In two recent decisions by the German Federal Fiscal Court (BFH), two non-resident investment funds were found to have been discriminated against compared to German investment funds. This discrimination occurred because the non-German funds were subjected to withholding tax (WHT) on German dividends during the period from 2004 until the end of 2017. We will outline the key takeaways from these cases and their direct impacts on the funds you work with.

Facts of the bfh cases

A French FCP fund had paid German dividend WHT during the years 2008 to 2013. The plaintiff requested a refund of the WHT (15%) plus interest, citing the EU Free Movement of Capital (Article 63 TFEU). The BFH ruled that the French fund was entitled to equal treatment with comparable German investment funds, which would not have been subject to German WHT. In a second, nearly identical decision, a Luxembourg SICAV had similarly paid German dividend WHT (15%) during the years 2009 to 2013.

The German Federal Fiscal Court also decided that the claimants were entitled to interests on the overpaid WHT. Although this entitlement is not provided for in German national tax law, the BFH derived it from EU law, particularly from the obligation to effectively implement EU rules.

The interest period generally starts from the date the WHT was deducted and continues until the actual refund payment, at least from the year 2012 onward. For years before 2012, the interest period starts later, generally six months after the investment fund filed the WHT refund application.

The interest rate has not yet been determined. However, the BFH has indicated that the rate could be up to a maximum of 6% per year.

Impacts of the bfh decisions

These two recent decisions are favorable news for foreign investment funds, as they suggest that the German fiscal authority will eventually have to pay out billions of euros.
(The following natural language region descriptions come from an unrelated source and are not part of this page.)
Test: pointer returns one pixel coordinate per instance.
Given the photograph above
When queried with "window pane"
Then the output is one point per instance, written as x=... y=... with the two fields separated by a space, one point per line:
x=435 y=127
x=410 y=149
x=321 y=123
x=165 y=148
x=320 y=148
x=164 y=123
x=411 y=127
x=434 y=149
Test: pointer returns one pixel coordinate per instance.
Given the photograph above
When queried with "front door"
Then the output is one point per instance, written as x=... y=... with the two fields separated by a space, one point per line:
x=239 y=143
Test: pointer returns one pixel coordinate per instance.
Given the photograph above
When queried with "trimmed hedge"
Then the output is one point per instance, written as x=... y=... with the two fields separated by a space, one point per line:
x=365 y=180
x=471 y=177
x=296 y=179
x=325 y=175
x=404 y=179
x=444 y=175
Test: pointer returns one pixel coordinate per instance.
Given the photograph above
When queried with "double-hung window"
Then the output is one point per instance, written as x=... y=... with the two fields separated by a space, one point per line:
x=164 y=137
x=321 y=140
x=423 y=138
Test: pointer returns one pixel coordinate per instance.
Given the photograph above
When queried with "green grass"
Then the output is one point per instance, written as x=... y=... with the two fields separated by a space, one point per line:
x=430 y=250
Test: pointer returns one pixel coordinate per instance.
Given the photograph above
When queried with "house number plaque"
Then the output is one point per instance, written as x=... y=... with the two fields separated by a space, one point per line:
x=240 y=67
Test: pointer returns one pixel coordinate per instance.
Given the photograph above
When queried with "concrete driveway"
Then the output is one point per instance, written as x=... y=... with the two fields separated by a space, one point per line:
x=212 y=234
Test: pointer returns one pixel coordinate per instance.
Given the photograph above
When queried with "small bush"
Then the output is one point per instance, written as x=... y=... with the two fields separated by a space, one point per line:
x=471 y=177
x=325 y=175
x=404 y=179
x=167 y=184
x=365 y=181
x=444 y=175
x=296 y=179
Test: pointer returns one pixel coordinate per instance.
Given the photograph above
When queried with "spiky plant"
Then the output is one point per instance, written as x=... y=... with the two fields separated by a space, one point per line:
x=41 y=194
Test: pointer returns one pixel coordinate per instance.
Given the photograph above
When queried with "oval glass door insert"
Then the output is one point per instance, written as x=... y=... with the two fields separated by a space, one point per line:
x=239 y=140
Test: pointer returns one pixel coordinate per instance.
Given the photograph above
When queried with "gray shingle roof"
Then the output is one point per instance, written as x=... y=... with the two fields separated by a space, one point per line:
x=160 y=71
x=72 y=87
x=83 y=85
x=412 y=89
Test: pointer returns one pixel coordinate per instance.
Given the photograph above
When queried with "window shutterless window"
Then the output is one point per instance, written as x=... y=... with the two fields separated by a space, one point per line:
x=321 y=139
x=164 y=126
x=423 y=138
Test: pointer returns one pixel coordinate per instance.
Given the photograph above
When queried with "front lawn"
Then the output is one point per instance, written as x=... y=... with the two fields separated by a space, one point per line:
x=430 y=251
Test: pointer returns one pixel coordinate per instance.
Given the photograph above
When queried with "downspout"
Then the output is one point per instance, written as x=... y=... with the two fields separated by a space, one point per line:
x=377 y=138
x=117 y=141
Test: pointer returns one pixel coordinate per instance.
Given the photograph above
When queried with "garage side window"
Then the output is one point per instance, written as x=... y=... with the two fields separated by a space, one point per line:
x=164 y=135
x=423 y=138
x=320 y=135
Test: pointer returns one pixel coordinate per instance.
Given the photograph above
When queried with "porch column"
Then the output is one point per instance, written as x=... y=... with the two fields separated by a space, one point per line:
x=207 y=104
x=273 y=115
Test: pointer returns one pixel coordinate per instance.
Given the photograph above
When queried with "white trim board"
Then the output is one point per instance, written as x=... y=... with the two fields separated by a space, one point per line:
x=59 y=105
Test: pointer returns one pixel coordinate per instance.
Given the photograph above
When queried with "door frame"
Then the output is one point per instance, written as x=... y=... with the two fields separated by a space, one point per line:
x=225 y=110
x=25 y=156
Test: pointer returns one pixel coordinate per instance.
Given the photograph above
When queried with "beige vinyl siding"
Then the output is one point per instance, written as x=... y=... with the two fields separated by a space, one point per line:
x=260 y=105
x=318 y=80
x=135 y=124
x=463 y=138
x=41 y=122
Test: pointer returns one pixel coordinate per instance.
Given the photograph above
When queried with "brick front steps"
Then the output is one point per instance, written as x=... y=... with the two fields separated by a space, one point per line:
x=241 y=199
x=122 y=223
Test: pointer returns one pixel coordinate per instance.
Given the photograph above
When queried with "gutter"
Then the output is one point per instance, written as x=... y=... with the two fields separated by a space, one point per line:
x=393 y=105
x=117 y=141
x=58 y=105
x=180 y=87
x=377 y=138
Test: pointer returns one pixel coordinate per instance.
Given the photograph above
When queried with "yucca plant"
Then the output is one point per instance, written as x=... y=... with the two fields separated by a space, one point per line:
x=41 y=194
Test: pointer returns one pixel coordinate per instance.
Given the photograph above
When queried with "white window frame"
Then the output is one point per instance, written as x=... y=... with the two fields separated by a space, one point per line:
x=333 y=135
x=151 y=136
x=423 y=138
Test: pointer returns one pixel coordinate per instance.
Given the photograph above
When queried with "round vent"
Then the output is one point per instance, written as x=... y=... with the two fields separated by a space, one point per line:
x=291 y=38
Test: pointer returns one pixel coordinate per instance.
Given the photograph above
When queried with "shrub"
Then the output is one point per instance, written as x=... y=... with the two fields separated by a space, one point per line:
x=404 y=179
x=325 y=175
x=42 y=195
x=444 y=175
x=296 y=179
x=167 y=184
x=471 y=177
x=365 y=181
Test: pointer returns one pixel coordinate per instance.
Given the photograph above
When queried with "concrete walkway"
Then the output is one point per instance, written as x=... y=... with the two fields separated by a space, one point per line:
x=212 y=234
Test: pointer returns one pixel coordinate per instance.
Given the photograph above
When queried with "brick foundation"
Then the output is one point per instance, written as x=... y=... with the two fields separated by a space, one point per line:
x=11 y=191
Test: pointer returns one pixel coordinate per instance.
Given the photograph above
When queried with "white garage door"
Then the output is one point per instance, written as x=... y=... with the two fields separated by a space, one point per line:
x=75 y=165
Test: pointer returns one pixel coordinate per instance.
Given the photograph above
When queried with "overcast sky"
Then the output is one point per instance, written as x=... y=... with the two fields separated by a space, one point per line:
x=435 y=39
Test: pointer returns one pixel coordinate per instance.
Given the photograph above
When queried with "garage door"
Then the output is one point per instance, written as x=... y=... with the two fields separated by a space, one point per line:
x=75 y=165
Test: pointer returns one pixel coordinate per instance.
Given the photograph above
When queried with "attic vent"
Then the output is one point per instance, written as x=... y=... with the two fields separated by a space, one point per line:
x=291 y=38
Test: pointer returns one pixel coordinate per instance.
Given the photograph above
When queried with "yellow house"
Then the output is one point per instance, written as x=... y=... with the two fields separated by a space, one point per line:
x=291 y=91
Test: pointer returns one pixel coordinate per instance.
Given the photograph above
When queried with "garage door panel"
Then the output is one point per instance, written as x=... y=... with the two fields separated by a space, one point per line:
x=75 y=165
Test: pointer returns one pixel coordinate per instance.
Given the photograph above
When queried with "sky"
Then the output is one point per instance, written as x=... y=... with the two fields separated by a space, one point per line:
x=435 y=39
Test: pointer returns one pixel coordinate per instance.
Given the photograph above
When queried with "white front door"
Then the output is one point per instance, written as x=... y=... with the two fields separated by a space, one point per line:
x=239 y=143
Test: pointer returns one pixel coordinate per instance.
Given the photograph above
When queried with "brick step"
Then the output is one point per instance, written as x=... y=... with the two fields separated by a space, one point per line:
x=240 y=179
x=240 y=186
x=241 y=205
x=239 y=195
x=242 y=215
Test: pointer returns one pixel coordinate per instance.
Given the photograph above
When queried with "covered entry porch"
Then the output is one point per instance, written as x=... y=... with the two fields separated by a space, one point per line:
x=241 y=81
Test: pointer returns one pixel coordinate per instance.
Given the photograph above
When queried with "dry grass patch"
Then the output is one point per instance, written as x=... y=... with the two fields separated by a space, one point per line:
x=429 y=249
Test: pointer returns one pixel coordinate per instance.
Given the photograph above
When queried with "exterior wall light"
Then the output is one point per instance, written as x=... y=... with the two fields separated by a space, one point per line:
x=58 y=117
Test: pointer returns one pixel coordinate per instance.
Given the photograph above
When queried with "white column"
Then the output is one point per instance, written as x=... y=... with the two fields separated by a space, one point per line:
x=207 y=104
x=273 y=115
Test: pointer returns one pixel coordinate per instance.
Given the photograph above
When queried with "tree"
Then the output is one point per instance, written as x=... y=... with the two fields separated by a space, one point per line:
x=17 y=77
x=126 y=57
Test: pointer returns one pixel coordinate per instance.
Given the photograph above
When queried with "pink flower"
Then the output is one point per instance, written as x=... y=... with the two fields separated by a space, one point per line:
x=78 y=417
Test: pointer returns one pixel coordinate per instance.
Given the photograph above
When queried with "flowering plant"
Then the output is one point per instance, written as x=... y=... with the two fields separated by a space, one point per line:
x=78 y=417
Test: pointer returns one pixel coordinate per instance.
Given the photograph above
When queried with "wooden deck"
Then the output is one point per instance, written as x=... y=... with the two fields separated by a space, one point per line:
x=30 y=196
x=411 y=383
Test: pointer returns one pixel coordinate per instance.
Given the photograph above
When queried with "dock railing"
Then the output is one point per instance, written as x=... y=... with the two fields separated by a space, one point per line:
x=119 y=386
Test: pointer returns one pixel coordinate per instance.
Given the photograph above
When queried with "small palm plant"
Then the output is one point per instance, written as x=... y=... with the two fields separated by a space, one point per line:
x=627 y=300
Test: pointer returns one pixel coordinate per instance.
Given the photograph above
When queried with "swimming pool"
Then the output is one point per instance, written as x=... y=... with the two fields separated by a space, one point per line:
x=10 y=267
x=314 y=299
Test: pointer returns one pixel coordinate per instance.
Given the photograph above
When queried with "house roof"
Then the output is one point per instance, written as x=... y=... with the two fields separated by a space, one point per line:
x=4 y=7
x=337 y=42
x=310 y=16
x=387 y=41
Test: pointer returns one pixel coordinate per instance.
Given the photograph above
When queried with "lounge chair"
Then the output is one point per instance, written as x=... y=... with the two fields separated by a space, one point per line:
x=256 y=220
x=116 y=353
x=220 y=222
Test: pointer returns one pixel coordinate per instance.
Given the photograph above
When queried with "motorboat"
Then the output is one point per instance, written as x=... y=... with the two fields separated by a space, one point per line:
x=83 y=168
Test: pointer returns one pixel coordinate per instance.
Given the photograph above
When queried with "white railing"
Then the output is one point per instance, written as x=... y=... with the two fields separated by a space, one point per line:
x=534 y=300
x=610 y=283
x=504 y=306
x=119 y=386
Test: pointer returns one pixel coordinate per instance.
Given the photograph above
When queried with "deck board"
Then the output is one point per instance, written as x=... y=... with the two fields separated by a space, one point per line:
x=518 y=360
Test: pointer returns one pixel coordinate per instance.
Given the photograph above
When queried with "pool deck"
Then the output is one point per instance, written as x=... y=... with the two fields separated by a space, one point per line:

From a tax law perspective, these decisions add to the growing body of case law, and the legal questions appear to be settled. In several arguments favoring the plaintiffs, the two recent BFH decisions refer to a prior CJEU judgment on the discrimination of foreign real estate investment funds through German taxation.

However, the "game is not yet over" for the German tax authority.

First, the details regarding the applicable interest rate have yet to be decided, and the amounts at stake could be substantial.

Second, and operationally significant, is the following point: Both recent BFH decisions explicitly state that, based on their legal stance (no discrimination against non-resident investment funds) during the application process, the German Federal Office of Finance (BZSt) and the lower tax court did not examine whether the claimed WHT reimbursement amounts were factually correct — i.e., whether the WHT was actually paid by the plaintiff under German national tax law. In these cases, the plaintiffs submitted their own lists of dividends received and WHT paid, meaning the WHT-related facts have not yet been reviewed. The BFH noted that this review will now have to be conducted by the German tax authority (lower tax court), without providing further details on this matter.

Will this news impact the funds I work with?

It is important to note that these decisions pertain to WHT prior to 2018 and only apply if the claimants had already filed reclaims based on EU law and Article 63 TFEU. From 2018 onward, reclaims for German WHT refunds based on EU law are no longer viable.